Taking this into consideration, is it in fact the case that the New York City mandate is actually benefiting businesses by simply removing one more of their liabilities? Certainly not. The time and expense required to remove every last trace of trans fat from all of the city’s restaurants will be enormous. Trans fat is present in the most basic staples of many kitchens, such as margarine, as well as in many popular desserts. Considering that the likelihood of a lawsuit against an individual business is admittedly pretty low, the expense for that business to eradicate trans fats is huge. Banning trans fats will require restaurants either entirely to rework their menus at high personal cost or to substitute saturated fats, which are no healthier. Ultimately, therefore, the expense will be great and the health impact minimal.

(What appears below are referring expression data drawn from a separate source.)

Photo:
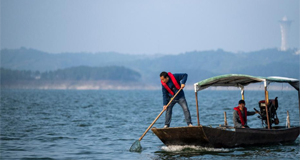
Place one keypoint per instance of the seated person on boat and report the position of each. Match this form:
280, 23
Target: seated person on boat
240, 114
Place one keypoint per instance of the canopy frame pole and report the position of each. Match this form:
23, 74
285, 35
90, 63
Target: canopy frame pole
267, 102
197, 107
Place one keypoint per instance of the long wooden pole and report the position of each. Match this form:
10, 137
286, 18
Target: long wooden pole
159, 115
197, 107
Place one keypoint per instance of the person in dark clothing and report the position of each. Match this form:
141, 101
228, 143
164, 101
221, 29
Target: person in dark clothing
240, 114
171, 83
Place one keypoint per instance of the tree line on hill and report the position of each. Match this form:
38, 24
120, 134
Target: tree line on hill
81, 73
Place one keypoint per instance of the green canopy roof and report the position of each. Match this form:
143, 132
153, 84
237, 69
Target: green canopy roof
237, 80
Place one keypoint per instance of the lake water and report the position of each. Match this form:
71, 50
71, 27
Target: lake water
71, 124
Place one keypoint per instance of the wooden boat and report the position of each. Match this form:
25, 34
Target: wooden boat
226, 136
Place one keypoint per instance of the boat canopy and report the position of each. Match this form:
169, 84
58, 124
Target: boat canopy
241, 80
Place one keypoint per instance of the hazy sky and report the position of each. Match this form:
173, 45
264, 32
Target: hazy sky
146, 26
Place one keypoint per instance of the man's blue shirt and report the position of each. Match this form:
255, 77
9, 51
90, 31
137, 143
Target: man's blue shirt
181, 79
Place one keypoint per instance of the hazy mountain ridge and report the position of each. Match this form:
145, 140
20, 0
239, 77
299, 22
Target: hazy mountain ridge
198, 64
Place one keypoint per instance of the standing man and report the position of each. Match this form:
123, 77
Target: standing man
171, 83
240, 115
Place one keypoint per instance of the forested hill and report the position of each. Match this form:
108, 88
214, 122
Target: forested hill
69, 77
198, 64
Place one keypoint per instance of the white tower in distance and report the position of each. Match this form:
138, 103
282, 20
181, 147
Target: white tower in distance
284, 28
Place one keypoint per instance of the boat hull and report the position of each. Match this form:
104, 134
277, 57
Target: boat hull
224, 138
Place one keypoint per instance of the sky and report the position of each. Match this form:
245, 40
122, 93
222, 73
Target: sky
147, 26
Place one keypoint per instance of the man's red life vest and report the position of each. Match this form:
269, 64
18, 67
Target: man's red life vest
174, 82
240, 114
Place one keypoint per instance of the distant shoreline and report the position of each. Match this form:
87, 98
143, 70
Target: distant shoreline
101, 85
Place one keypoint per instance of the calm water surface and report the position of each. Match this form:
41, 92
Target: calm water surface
66, 124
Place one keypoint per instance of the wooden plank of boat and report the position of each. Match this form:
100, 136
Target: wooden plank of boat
224, 138
181, 135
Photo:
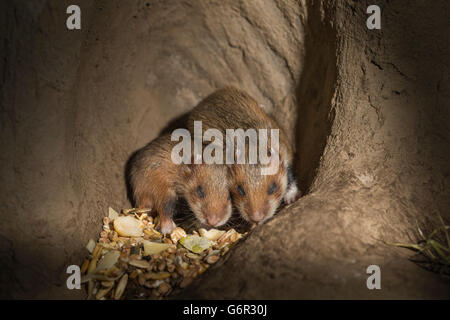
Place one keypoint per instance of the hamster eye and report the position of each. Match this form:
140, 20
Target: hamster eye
241, 191
272, 188
201, 192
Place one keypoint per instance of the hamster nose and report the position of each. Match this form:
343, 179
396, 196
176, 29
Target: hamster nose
213, 220
257, 216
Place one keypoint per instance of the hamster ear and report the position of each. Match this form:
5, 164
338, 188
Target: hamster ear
186, 170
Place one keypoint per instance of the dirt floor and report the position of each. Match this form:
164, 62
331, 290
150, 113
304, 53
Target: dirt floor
367, 111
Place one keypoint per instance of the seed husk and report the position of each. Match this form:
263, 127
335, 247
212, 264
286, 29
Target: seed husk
121, 287
139, 263
84, 266
150, 260
157, 276
212, 259
103, 292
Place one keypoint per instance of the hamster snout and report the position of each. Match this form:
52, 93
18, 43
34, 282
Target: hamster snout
206, 190
257, 196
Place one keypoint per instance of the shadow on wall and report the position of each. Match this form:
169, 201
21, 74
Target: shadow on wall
314, 94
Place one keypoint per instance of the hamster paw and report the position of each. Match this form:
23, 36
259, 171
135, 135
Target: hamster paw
292, 194
167, 226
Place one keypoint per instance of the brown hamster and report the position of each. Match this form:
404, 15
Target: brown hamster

But the real question, however, is whether the government even has the right to be dictating what people can and cannot eat. This case is far different from the smoking-ban controversy of years past. It has been scientifically documented that secondhand smoke poses serious health risks to those exposed to it. To my knowledge, there is no such thing as secondhand fat.
Because the consumption of fat poses no threat to anyone other than the consumer, there is no reason for the government to be legislating against it. The government’s assumption that the citizenry is too incompetent to act in its own best interests is, frankly, a highly dangerous one. The government is not our baby-sitter, ever watching to make sure that we don’t swallow poison or stick forks into electrical sockets. The purpose of the government is to protect citizens from each other, from foreign threats and from tyranny. Though the American citizenry has indeed become highly irresponsible, the government has neither the obligation nor the right to restrict legitimate business enterprise in order to protect each citizen from his own folly.
Laura Marcus is a freshman in Morse College.